Anisimov was head of the Russian Judo Federation from 2010 to 2022. Under his leadership Russia topped the medal table with three golds at the 2012 Summer Olympics, winning a further two gold medals at the 2016 Rio de Janeiro Olympics. Anisimov also served as an ambassador for the International Judo Federation.

During his tenure, Anisimov oversaw major tournaments such as the 2012 European Judo Championships and 2014 World Judo Championships in Chelyabinsk, 2013 Judo World Masters in Tyumen, the 2016 European Judo Championships in Kazan, the 2014 Golden League European Club Championships in Samara, 2016 Golden League European Club Championships in Grozny and the elite Masters tournament in Saint Petersburg in 2017.

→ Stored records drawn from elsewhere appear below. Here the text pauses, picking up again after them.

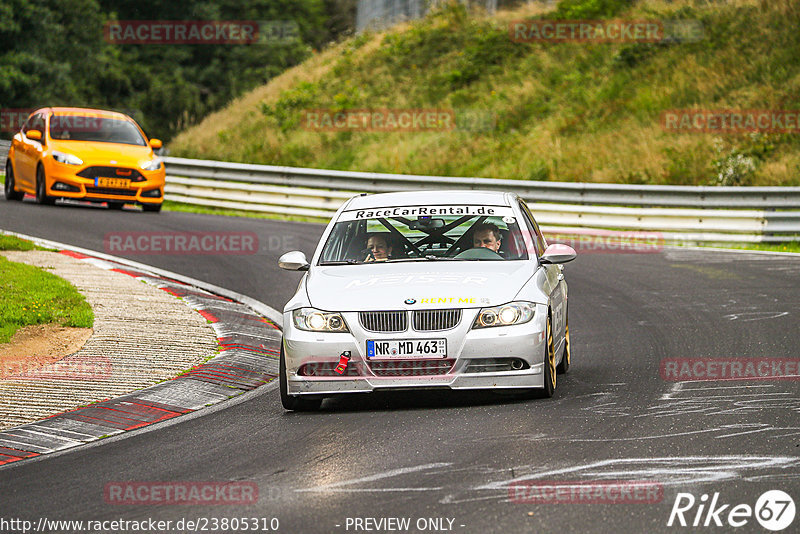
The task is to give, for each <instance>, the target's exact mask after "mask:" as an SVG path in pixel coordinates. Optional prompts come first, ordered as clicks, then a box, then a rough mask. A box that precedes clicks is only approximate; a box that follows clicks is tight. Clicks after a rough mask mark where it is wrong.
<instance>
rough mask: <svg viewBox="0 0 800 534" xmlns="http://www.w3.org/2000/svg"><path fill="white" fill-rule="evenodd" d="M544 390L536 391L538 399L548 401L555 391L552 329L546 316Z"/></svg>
mask: <svg viewBox="0 0 800 534" xmlns="http://www.w3.org/2000/svg"><path fill="white" fill-rule="evenodd" d="M542 373H543V374H544V388H543V389H540V390H538V393H539V397H541V398H546V399H549V398H550V397H552V396H553V394H554V393H555V391H556V351H555V347H553V328H552V326H551V324H550V315H548V316H547V338H546V345H545V348H544V370H543V371H542Z"/></svg>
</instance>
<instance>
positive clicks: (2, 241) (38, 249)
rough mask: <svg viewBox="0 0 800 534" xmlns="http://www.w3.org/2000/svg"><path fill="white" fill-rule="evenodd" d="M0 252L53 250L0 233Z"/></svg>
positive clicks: (24, 240)
mask: <svg viewBox="0 0 800 534" xmlns="http://www.w3.org/2000/svg"><path fill="white" fill-rule="evenodd" d="M0 250H53V249H50V248H45V247H40V246H39V245H35V244H33V243H31V242H30V241H28V240H27V239H20V238H19V237H16V236H13V235H7V234H2V233H0Z"/></svg>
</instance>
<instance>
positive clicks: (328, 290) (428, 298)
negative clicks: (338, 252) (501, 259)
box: [306, 261, 534, 311]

Anisimov's time in charge of the Russian Judo Federation coincided with a large increase in participation in Judo in Russia. He advocated participation in Judo for children as young as seven, "now children practice from the age of ten, but this bar should be lowered," Anisimov told reporters in 2016.

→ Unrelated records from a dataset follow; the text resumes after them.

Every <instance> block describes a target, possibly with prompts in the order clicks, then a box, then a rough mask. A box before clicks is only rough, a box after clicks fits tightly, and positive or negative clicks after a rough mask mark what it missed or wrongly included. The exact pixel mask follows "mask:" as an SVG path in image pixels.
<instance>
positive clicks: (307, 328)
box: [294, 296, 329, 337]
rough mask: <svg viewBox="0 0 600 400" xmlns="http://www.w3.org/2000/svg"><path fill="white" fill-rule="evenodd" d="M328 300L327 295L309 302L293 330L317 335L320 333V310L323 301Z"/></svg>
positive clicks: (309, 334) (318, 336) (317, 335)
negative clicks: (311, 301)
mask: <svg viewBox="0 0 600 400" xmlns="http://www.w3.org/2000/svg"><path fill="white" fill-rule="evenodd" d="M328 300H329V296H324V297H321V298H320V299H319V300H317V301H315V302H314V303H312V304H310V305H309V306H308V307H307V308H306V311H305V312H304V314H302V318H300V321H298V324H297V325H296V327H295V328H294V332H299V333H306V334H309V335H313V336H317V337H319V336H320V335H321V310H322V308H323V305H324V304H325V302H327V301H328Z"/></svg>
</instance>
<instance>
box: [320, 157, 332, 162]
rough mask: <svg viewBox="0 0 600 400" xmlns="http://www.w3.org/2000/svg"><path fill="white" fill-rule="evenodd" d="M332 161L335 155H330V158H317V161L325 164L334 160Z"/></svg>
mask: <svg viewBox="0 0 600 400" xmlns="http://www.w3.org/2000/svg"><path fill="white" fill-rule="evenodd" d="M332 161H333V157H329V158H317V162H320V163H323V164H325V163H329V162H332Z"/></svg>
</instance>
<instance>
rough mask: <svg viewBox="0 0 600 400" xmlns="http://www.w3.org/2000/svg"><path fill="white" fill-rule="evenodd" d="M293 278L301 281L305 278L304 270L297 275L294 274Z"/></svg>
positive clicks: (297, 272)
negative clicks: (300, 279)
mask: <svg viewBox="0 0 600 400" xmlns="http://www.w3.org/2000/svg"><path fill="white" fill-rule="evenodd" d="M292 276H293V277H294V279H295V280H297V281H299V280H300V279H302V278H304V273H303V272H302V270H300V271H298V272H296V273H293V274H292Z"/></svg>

In 2017 Anisimov was presented with a certificate conferring sixth dan by head of the International Judo Federation Marius Vizer. The same year Anisimov was awarded the Order of Alexander Nevsky for his services to Judo. The award ceremony was held in the Catherine Hall of the Kremlin on July 7.

Anisimov is also a member of the supervisory board of the All-Russian Volleyball Federation.

In October 2022 Anisimov ended his tenure for family reasons.

== Philanthropy ==
Anisimov is known for his active interest in the Russian Orthodox Church and has overseen the restoration of 30 churches. During his absence from business in 2000 he spent time on Mount Athos and spoke with priests, "I never in my life thought that I would kneel. And now I meet morning and evening with prayer."

He has provided financial assistance to the Moscow Diocesan House, which houses the theological faculty of the Orthodox St. Tikhon University for the Humanities. Church restoration work includes the Temple-Monument on Blood in the Name of All Saints on the site of Ipatiev House in Ekaterinburg, where the family of the last Russian emperor was shot.

== Personal life ==
Anisimov has been married twice. To Galina Anisimova and has four children.

Their daughter, also named Galina, was murdered along with her husband, Alexander Nalimov, both found "bound and killed execution-style," in their Ekaterinburg home in 2000. A second daughter is the actress and entrepreneur Anna Schafer, star of the 2017 film Elizabeth Blue and co-founder of cosmetics range Bare Essential Organics. His second marriage was to Ekaterina, and brought another daughter and a son.

Until 2017 his main residence was in Küsnacht, Switzerland; 2017 he moved to Moscow. He maintains properties there and in New York.

In an interview with Forbes, Anisimov described his life, "I have no hobbies, I cannot sit with a fishing rod for days or hunt down an animal. It so happened that my hobby is work. As long as I am quite an active person, as long as I can stay awake for three days, I have to move forward."